雪景色にその身を浸かる彼女の姿は、人際輝かしく目立たせていた。
街頭に照らされた金色の髪が淡く輝かせながら、シアムはつい見惚れていた俺に照れていながらも、照れ隠しの様に俺のマフラーに手をかけた。
「もうっ…、巻き方変だよ?直してあげるね?」
「すまん、どうにも自分でやるとこうなっちまって…」
互いに微笑みながら、そのやり取りを楽しむ。
マフラーを巻き終えた頃、俺はこっそりと事前に買っていた紙袋をシアムに渡そうと話を切り出した。
「なぁ、シアム。渡したいものがあって受け取ってくれるか?」
「え…!?う、うん。ありがとう竜牙…。中見てもいい?」
「あぁ、勿論」
シアムは嬉しそうな表情をしながら、紙袋からラッピングされた箱を取り出した。
中を開けてみると、群青に染まる煌びやかなピアスが入っていた。
シアムは頬を赤らめ、静かに「つけてみてもいい?」と尋ねつつ、了承を受けると早速両耳に付ける。

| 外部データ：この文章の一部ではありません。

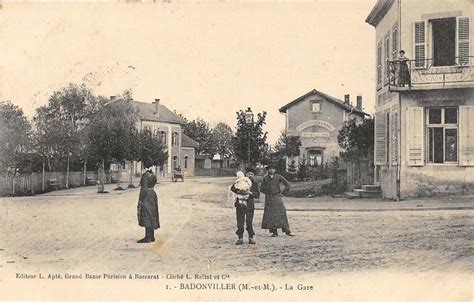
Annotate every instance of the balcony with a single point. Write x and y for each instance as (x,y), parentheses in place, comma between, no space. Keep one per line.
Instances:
(425,74)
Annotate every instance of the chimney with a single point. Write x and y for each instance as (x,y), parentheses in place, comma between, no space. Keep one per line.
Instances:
(359,102)
(156,102)
(347,99)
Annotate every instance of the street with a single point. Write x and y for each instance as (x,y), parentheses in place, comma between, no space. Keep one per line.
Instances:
(80,231)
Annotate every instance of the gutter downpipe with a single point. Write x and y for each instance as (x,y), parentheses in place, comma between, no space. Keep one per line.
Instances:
(399,166)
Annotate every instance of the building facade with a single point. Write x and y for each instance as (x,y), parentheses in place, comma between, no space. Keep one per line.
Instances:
(424,121)
(169,126)
(317,118)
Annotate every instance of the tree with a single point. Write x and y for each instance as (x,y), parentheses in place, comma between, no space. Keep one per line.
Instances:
(356,139)
(15,137)
(222,137)
(250,142)
(199,131)
(112,127)
(60,125)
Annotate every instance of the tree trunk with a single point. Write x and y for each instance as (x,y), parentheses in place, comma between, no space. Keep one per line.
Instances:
(85,171)
(131,174)
(67,172)
(101,173)
(119,174)
(42,181)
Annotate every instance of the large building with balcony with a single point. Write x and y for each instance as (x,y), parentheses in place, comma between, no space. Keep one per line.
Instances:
(316,119)
(424,121)
(169,126)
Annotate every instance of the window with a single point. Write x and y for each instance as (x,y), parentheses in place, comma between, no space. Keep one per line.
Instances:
(315,106)
(315,157)
(386,47)
(444,41)
(163,136)
(420,44)
(395,42)
(175,162)
(463,40)
(379,64)
(442,135)
(174,138)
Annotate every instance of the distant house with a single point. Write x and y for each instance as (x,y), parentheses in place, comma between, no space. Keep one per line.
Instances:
(424,114)
(317,118)
(169,126)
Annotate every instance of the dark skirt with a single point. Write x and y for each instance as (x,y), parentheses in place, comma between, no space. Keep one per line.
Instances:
(147,210)
(274,213)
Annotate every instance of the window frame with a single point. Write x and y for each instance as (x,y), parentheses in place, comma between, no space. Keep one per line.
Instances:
(445,127)
(379,65)
(316,102)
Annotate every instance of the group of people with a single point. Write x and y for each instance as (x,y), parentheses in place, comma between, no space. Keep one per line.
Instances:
(246,190)
(274,213)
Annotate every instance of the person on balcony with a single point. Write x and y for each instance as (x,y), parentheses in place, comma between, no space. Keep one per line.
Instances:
(147,208)
(404,72)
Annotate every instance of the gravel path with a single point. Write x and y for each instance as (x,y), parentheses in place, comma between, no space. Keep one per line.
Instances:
(80,231)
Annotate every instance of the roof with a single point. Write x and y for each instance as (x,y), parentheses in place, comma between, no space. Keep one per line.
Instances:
(186,141)
(146,111)
(379,11)
(327,97)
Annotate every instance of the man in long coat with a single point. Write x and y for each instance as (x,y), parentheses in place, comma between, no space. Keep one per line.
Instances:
(245,214)
(147,208)
(274,212)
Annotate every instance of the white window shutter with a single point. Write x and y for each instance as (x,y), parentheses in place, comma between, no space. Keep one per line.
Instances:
(420,48)
(463,33)
(466,136)
(380,139)
(415,137)
(394,138)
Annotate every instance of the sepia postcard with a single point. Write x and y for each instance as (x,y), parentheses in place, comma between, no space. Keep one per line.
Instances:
(237,150)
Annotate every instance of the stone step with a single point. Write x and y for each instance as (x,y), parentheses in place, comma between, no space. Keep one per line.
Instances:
(372,188)
(351,195)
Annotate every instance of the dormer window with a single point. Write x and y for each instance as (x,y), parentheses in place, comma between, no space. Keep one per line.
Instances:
(316,106)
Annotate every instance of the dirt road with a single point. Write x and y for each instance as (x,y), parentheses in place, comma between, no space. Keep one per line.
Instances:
(79,231)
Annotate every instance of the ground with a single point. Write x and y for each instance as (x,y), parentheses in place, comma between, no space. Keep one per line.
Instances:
(80,231)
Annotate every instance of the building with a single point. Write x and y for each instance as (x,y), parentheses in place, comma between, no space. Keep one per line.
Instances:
(424,121)
(169,126)
(317,118)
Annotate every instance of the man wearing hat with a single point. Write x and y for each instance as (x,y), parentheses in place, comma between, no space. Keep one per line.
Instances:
(274,212)
(245,214)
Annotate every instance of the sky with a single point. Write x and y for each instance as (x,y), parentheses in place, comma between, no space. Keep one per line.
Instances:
(207,59)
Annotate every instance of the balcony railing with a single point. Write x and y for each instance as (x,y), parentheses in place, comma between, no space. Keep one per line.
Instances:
(408,74)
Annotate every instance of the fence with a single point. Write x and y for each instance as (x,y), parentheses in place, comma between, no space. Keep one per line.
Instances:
(215,172)
(38,183)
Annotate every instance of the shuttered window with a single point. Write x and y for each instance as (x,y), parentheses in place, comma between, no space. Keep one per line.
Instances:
(386,49)
(466,135)
(394,138)
(463,40)
(415,142)
(379,64)
(420,43)
(395,42)
(380,139)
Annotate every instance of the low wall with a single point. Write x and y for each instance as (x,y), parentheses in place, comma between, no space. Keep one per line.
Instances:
(38,183)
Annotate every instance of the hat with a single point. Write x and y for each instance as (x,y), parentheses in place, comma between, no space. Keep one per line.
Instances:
(252,170)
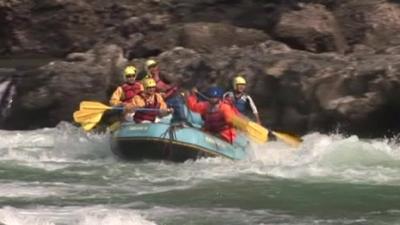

自分がプレゼントしたピアスをつけた彼女の姿があまりにも綺麗過ぎて、思わず言葉を零れる。
「――とっても似合ってる」
「大切にするね?竜牙…!」
互いに赤面しながら、嬉しそうに抱き着くシアムを優しく包み込む。
その日だけは、いつもより冬風が涼しく感じた。